A realidade é que o problema não está em ser público ou privado – está em servir os utentes com qualidade, ao menor/melhor custo. Garantem-me que o Hospital S. João no Porto é um modelo de gestão. Se assim é, replique-se nos outros a gestão deste HSJ. Se não conseguem, por falta de gestores habilitados, não se acabem com as PPP’s a não ser quando o Estado sair objetivamente lesado, o que está longe de ser a situação atual (segundo o Tribunal de Contas).

O PS de Mário Soares, Guterres ou Seguro, jamais cairia nesta cegueira ideológica. Costa, provável vencedor das eleições, com ou sem maioria absoluta, tem de sair da armadilha ideológica que o tolhe nas opções das decisões racionais e mais lógicas para Portugal em cada momento. Um sinal de esperança na atitude e mudança de Costa foi ter sido pragmático ao viajar para os Açores na Ryanair em vez de o fazer na TAP. Não se preocupou com a ideologia – resolveu conforme foi mais lógico e racional. Será que podemos ter esperança que também na Saúde assim o faça no futuro?

Já que falei na TAP, é curioso verificar que a sua privatização já nem sequer é questionada por Pedro Nuno Santos (PNS). Haja esperança! Após a aprovação pela DG Comp do seu plano de viabilização, com a convicção de que será rentável a longo prazo (quantos anos?), o cenário que de imediato se começou a colocar é o da inevitabilidade da integração num grupo de aviação (PNS dixit), descodificando, a privatização.
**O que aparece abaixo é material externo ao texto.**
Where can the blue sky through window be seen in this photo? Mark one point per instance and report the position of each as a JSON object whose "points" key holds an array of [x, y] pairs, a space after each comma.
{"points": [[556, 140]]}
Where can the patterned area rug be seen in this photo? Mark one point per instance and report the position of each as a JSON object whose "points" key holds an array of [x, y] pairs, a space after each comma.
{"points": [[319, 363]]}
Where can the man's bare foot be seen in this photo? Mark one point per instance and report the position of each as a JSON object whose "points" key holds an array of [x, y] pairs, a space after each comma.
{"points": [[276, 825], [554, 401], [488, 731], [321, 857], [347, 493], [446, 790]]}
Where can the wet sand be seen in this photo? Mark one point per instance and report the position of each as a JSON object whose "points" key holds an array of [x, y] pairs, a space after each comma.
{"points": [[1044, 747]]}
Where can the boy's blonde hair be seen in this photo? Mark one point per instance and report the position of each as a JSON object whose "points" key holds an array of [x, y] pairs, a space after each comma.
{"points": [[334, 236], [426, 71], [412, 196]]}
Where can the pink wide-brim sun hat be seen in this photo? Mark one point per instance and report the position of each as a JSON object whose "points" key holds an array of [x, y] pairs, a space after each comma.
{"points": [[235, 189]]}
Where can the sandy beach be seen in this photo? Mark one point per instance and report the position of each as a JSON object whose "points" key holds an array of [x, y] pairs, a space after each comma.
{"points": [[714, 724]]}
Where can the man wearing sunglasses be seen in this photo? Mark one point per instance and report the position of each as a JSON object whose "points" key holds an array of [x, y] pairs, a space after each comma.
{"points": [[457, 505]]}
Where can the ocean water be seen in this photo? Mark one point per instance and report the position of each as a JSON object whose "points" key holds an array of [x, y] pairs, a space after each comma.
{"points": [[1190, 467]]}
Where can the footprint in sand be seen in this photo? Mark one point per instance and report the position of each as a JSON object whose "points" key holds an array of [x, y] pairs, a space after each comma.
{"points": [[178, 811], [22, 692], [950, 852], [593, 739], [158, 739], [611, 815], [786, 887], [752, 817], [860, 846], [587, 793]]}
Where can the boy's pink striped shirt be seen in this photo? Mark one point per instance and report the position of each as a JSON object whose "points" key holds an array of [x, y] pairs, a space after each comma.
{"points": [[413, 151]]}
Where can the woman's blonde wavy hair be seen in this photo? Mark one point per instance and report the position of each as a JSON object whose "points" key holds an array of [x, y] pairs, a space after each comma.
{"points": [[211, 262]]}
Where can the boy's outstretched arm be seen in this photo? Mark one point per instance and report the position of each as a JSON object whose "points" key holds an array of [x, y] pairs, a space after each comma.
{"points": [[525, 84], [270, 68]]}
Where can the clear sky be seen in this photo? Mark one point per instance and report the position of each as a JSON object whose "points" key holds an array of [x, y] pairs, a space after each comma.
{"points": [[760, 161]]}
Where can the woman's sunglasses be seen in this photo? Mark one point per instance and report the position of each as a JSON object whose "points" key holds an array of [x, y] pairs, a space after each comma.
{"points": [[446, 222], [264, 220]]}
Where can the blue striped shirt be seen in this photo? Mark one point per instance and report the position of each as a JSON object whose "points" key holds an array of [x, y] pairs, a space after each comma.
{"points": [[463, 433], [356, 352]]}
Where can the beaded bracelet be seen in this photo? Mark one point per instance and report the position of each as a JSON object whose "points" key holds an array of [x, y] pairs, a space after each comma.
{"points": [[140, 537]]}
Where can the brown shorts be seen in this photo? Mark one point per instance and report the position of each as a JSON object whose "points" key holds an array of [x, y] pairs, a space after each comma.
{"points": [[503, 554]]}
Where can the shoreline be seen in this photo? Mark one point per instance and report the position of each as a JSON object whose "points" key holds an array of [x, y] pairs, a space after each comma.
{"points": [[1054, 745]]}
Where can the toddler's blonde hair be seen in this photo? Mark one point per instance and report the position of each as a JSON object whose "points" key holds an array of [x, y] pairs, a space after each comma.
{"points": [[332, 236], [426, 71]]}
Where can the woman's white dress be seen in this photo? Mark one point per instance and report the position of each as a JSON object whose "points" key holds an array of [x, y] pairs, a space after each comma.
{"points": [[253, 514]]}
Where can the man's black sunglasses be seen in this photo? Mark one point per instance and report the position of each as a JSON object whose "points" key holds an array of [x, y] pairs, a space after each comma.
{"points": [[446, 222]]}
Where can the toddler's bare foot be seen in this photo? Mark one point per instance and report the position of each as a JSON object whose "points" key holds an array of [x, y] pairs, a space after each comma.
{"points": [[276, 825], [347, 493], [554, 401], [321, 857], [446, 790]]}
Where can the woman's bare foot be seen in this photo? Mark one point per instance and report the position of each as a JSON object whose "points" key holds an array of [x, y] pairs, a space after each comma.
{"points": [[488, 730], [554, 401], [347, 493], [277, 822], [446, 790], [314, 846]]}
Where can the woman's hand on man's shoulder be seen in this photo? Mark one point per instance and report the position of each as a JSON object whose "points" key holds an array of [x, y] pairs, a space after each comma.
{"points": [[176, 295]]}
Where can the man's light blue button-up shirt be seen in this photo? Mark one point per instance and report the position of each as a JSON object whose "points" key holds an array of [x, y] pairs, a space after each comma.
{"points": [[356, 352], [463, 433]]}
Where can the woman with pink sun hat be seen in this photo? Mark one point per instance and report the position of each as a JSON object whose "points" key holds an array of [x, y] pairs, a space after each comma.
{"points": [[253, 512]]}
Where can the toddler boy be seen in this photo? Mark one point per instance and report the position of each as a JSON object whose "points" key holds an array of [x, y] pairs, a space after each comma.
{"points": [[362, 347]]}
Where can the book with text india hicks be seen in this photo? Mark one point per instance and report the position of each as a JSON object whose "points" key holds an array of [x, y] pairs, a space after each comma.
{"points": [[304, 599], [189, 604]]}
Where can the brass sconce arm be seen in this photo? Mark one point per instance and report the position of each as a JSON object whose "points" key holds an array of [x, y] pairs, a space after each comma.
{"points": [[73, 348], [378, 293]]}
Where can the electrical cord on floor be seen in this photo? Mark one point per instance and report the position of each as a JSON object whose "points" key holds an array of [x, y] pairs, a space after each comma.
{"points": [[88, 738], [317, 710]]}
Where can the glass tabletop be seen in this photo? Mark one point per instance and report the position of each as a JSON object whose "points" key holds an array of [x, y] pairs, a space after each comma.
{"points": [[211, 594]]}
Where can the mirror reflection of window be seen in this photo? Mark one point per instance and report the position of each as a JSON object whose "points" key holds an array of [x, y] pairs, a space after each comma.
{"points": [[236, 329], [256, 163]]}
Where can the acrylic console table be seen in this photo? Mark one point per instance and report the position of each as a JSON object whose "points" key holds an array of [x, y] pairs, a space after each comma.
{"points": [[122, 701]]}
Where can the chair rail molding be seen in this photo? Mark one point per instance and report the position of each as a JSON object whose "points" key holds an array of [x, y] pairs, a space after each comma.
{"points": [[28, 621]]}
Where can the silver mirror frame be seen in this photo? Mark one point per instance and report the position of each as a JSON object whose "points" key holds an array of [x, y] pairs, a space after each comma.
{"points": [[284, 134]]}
Gosto destes pragmatismos. Depois do afã de a nacionalizar quando tomou posse e após injetar (ou assumir compromissos) num total de Eur 3.7 MM, finalmente a dupla Costa/PNS caiu na realidade, extremamente dolorosa para os contribuintes portugueses, novamente reflexo de uma ideologia esquerdista. 

Sobra a discussão suscitada por Rio no seu debate com Costa – o do preço das viagens com escala versus viagens diretas. Como pressurosamente reivindicou a TAP, a realidade é que viagens diretas pagam um preço de comodidade e ganhos de tempo. Outro tema e altamente discutível, é saber se o prémio de ter uma viagem direta terá de ser três vezes o preço da viagem com escala, como sucede no exemplo concreto que Rio referiu.

Uma realidade é irrefutável: este prémio que o português paga por ir direto a Nova Iorque engloba o prejuízo que a TAP suporta para tentar encher o avião, praticando autênticos preços ‘de combate’ que os estrangeiros aproveitam, ao pagar significativamente menos numa viagem com escala, via o hub de Lisboa. 

Em suma, a TAP é a companhia de bandeira nacional, paga pelo contribuinte português. Faz sentido que, num caso destes, o mesmo contribuinte que por sinal precisa ou quer viajar, suporte o dumping de preços de viagens com escala que os estrangeiros obviamente aproveitam?